Tips & troubleshooting
- Frank's RedHot is traditional, but any cayenne-based hot sauce works
- Don't crowd the pan when frying — it drops the oil temperature
- Wings are done when they hit 165°F internal temperature
- Save some sauce for dipping — people always want more
- Drumettes take longer to cook than flats, separate them if your batch is mixed
Variations
- Extra Crispy Baked. Coat wings in baking powder (1 teaspoon per pound) before seasoning. The alkaline environment breaks down proteins for crispier skin.
- Honey Buffalo. Add 2 tablespoons honey to the sauce mixture for a sweet heat balance that sticks better to the wings.
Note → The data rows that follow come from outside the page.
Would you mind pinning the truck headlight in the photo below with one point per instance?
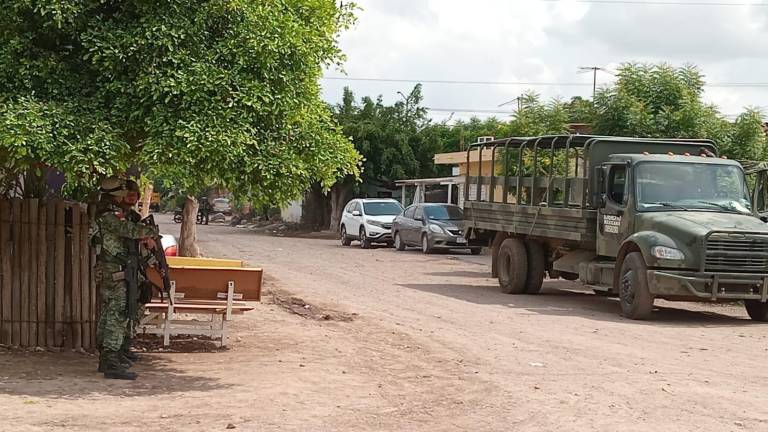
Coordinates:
(663, 252)
(436, 228)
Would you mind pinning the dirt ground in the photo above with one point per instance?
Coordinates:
(356, 340)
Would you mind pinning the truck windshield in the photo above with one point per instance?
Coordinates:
(443, 213)
(664, 186)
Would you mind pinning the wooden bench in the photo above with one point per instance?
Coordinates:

- Dry Rub Buffalo. Mix buffalo seasoning powder with cayenne, garlic powder, and paprika. Toss wings in this after cooking instead of wet sauce.
Questions
- Why aren't my baked wings crispy?
- Wings need to be completely dry before cooking. Pat them down, salt them, and let them sit uncovered in the fridge. Use a wire rack so air circulates underneath.
- Can I make the sauce ahead of time?
- Yes, but reheat it gently before tossing. Cold sauce won't stick properly to hot wings and the butter might separate.
- What if I don't have Frank's RedHot?
- Any Louisiana-style hot sauce works — Tabasco, Crystal, or Cholula. Stay away from thick sauces like sriracha for authentic buffalo flavor.
- How do I know when fried wings are done?
- They'll float to the surface and the bubbling around them slows down. The skin should be golden brown and crispy when you tap it.